Carl Safina, president of the environmental group Blue Ocean Institute, delivered this hopeful message during his keynote address to a conference at the Monterey Bay Aquarium this week. The gathering marked the launch of a new program called the Living Ocean Initiative, which was touted as a breakthrough event—the first-ever coming-together of religious leaders and environmental scientists to focus on the dangers confronting the world’s oceans.

The event was built around the idea that the critical plight of the oceans—the decimated fisheries, the vast dead zones—presents a challenge to anyone concerned with the well-being of humanity. Never before, participants were told, have men and women of science and members of the clergy put aside their differences to focus on this issue.

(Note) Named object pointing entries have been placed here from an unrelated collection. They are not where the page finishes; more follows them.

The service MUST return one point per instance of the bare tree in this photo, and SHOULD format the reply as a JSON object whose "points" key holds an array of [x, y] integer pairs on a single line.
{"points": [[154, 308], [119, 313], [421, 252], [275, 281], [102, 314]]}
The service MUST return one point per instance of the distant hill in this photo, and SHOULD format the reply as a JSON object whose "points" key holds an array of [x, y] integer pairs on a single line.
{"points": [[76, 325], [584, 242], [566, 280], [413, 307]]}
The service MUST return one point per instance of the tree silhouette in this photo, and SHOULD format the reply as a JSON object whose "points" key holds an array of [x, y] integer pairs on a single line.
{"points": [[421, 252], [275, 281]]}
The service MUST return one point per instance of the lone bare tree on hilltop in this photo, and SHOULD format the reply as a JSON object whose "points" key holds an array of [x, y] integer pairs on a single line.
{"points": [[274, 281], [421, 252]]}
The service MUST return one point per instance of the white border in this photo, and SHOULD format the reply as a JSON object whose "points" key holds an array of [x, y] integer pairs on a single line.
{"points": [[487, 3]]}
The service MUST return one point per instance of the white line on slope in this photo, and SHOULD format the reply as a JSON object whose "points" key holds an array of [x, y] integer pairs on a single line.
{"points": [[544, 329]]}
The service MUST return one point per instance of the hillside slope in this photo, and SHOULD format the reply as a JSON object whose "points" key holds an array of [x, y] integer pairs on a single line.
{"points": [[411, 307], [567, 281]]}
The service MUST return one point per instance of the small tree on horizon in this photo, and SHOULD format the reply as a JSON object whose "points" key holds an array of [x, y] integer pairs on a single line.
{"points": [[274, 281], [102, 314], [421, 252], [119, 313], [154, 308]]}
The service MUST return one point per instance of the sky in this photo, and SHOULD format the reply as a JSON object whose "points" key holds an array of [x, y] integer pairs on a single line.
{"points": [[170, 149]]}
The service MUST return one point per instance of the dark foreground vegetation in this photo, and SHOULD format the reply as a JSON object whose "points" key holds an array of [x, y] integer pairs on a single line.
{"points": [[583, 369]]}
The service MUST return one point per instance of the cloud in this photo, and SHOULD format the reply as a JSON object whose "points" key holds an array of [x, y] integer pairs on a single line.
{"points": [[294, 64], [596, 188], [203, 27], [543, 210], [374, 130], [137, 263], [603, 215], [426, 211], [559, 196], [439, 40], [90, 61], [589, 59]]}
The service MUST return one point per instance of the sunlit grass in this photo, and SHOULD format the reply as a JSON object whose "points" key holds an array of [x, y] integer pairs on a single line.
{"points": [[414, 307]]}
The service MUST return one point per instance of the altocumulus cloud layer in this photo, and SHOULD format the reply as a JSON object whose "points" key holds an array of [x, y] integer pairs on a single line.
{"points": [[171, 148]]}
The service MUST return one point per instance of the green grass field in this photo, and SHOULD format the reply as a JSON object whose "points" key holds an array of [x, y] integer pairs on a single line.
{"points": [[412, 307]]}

The conference was in fact a rare occasion—scientists and religious thinkers do not generally confer about any subject whatsoever. We live in a time when science and religion are two nations at war. Consequently, environmentalists and believers rarely talk about the passions that drive them, much less work together. The Living Ocean Initiative conference was unique simply for bringing leaders from these two warring camps into conversation with each other.

It would seem like a natural alliance. Committed scientists and religious clergy have some important things in common—while many of us are satisfied to fill our lives with work, friends and family, these people find time to concern themselves with the big issues. While they might disagree about the ultimate nature of the world, they care about that question more than most of us do. And they generally also care about making the world a better place.

But the whole world has come between science and religion. Political fights—about evolution, abortion, stem-cell research, global warming, etc.—have driven many scientists and clergy into opposing camps. The meeting at the Aquarium this week marked an effort to find common ground around an issue both might agree on—the protection of something both cherish.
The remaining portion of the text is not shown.